In addition to injected drugs, other non-injected substances also have harmful effects. Ketamine acts as a psycho-depressant with sedative, dissociative, and anesthetic effects, and it has been reported to induce hallucinations.7 The long-term abuse of ketamine has been shown to result in cognitive dysfunction, schizophrenia-like symptoms, fibrosis of the bladder, and neuron toxicity such as pain and tremors.8 Amphetamine and its derivative, 3,4-methylenedioxymethamphetamine (MDMA) are psychostimulants which are also having an increasing impact on society. Chronic amphetamine abuse has been shown to cause delusions, hallucinations, and cognitive impairment.9 MDMA is a well-known “club drug” which is associated with intense excitement and euphoria.10,11 However, chronic abusers of MDMA experience sleep disturbance, impulsivity, and mood disorder.12 Moreover, new psychoactive substances with similar structures to amphetamine have has also become a serious problem.13 These substances can also have neurotoxic effects resulting in mood swings and agitation,14 and they can often be undetected in urine screening due to growing variability.15

Due to the growing and harmful impacts of substance use disorder (SUD), various treatment strategies have been developed. Besides pharmacotherapy, recent evidence has shown that psychosocial interventions such as family-based therapy, cognitive behavioral therapy (CBT), multicomponent approaches, and mindfulness-based therapy can be effective for SUD.16 Moreover, neurofeedback also demonstrates its efficacy in substance use disorder to alter activities of brain waves, enhance neuropsychological function, reduce craving and anxiety.17,18 On the other hand, factors interfering with the treatment outcomes of SUD have also gained increasing attention. A previous study demonstrated that higher pre-treatment impulsivity could predict worse treatment outcomes in patients with SUD.19 Another study revealed that patients receiving treatment for SUD had higher rates of substance overdose if they had a history of intravenous drug use and mood dysregulation.20 Cognitive impairment has been reported to predict the risk of dropout during treatment for SUD.21

In addition, comorbidity with major mental disorder (MMD) may also interfere the treatment efficacy and prognosis of SUD. Among patients with SUD, those who coexisted with other mental illness demonstrated poor quality of life, impaired sleep pattern, and worse clinical outcomes.22,23 Other studies with longitudinal follow-up also exhibited the undesirable impact of mental comorbidities for treatment outcome of SUD.24,25 In summary, identifying the predictors of treatment efficacy or factors associated with treatment for SUD may help healthcare workers to make appropriate decisions or consider alternative interventions for patients who may have a poor response to treatment.

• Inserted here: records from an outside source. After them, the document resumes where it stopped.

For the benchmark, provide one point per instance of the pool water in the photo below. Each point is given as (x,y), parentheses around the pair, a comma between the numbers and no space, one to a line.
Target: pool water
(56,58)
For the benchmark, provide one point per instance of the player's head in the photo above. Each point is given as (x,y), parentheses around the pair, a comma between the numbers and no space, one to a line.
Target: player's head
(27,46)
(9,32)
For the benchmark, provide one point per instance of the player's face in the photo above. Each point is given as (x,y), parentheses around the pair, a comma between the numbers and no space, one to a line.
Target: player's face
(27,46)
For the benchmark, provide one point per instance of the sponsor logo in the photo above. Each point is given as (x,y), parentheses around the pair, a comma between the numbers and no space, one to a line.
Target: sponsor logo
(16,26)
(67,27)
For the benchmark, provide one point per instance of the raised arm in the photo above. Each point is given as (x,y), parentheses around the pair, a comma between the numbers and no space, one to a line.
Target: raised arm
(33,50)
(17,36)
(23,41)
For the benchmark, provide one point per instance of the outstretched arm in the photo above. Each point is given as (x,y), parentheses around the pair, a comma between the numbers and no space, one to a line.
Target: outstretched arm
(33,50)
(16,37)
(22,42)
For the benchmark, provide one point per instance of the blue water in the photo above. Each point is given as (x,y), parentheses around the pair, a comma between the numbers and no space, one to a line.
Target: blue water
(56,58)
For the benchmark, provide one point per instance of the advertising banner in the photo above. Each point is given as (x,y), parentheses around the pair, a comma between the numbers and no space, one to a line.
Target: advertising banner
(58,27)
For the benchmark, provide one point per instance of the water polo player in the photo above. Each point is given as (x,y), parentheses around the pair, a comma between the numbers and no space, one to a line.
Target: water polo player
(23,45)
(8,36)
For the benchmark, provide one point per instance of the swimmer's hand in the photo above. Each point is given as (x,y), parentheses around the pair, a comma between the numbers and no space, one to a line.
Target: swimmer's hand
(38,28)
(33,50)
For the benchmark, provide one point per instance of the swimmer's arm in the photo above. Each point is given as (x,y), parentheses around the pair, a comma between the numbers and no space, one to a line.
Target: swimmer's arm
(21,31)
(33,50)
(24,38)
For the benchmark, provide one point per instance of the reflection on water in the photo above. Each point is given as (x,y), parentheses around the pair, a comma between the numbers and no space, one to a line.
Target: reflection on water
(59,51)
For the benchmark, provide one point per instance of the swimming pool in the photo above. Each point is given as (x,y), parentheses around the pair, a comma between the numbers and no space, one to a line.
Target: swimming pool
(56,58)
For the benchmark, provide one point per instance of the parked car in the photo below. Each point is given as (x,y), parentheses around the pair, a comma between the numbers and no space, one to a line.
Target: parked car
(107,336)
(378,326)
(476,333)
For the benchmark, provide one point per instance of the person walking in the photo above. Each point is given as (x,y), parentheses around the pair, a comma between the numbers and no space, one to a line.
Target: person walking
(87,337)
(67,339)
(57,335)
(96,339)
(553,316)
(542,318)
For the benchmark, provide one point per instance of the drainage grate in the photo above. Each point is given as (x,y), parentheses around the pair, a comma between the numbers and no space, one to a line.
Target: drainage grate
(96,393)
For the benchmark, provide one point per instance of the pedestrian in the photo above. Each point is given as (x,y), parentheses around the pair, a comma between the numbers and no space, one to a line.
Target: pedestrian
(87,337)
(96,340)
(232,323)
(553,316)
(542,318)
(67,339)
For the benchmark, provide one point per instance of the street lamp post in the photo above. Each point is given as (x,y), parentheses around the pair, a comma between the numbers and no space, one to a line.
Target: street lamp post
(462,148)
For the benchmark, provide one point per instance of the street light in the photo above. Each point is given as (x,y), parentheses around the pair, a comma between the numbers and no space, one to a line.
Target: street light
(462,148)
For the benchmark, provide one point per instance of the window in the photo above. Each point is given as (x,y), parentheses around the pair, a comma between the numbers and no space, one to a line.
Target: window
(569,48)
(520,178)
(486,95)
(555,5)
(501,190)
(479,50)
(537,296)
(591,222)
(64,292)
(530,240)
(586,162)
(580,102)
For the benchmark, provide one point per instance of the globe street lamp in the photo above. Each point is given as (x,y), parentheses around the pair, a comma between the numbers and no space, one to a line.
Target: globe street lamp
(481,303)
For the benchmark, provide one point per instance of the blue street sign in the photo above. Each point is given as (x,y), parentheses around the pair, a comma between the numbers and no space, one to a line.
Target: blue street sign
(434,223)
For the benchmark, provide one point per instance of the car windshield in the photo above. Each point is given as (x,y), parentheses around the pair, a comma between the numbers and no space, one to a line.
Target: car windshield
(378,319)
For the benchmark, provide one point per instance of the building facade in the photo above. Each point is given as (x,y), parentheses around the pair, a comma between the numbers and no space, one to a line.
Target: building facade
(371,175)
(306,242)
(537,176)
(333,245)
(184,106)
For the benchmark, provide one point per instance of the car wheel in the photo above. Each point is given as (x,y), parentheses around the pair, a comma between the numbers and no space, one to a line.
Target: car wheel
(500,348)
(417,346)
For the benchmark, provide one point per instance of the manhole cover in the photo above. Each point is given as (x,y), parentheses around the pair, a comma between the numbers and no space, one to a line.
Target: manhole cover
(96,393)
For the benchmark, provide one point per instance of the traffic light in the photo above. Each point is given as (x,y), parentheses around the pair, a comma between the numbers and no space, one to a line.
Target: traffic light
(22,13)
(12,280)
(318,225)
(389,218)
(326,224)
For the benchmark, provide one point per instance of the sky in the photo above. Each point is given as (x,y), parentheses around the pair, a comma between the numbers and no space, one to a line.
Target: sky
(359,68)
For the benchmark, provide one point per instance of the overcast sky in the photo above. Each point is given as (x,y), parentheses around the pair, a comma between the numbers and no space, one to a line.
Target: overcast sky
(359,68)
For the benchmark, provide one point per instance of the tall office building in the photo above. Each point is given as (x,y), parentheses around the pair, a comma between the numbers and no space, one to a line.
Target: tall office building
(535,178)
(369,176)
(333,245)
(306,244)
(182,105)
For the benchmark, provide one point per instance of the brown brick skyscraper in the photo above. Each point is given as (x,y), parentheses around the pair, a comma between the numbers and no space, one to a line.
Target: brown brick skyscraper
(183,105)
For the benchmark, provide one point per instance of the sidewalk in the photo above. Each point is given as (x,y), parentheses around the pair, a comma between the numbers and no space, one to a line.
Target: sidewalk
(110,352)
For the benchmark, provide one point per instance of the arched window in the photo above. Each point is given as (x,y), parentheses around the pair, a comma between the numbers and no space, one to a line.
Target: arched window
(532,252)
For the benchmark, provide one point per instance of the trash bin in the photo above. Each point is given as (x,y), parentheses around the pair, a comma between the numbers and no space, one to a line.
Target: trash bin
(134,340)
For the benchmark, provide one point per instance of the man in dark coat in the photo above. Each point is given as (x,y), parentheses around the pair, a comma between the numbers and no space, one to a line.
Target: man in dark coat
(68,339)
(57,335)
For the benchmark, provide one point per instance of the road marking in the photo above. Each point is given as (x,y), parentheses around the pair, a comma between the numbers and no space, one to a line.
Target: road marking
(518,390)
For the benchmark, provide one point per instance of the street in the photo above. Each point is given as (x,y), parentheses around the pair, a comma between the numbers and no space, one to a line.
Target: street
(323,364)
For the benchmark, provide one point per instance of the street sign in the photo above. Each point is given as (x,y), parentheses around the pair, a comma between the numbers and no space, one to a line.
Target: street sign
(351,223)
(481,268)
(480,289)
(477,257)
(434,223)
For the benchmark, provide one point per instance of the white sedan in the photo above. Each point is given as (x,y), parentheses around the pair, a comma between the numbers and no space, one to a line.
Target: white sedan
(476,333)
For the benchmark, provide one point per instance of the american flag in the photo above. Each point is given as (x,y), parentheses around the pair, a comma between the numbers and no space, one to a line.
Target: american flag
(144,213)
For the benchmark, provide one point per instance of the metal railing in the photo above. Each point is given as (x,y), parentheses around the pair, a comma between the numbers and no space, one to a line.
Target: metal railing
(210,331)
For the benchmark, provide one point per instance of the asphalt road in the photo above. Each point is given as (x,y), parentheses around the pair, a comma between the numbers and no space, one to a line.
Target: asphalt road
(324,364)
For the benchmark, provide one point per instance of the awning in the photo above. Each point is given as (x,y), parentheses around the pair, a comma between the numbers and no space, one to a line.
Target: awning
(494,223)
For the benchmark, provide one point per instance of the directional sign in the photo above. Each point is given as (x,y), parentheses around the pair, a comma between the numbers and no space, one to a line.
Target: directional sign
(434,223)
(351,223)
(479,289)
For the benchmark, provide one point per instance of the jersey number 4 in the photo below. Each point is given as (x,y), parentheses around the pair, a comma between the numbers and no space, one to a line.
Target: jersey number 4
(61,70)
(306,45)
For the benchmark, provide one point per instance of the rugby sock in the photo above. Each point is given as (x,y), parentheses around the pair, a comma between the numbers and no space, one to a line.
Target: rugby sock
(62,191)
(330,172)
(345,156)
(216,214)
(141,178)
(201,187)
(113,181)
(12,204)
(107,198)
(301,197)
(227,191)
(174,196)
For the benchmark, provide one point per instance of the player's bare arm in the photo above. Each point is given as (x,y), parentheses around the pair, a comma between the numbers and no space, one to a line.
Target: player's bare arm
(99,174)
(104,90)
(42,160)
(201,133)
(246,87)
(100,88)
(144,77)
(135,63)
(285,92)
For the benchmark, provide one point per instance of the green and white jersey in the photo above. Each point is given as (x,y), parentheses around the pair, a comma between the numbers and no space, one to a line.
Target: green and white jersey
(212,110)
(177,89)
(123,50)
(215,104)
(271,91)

To effectively treat SUD, it is important to establish a comprehensive treatment program to integrate the multiple domains of intervention, such as case management, clinical treatment, and psychological interventions. However, few studies have assessed the psychosocial predictors of treatment outcomes among patients with SUD. Therefore, in this study, we developed an integrated treatment program to enhance the treatment efficacy of patients with SUD. This program includes psychological interventions, which combines neurofeedback therapy and mindfulness-based relapse prevention group therapy. The aims of the current study were to estimate the efficacy of this integrated program and identify the factors associated with treatment outcomes.

MethodsEthics

Before initiating the present study, it was approved by the Institutional Review Board of Kai-Syuan Psychiatric Hospital (KSPH-2019-23) according to the current revision of the Declaration of Helsinki and national legal requirements (Human Subjects Research Act, Taiwan). Informed consent was obtained from all the participants at the time of recruitment.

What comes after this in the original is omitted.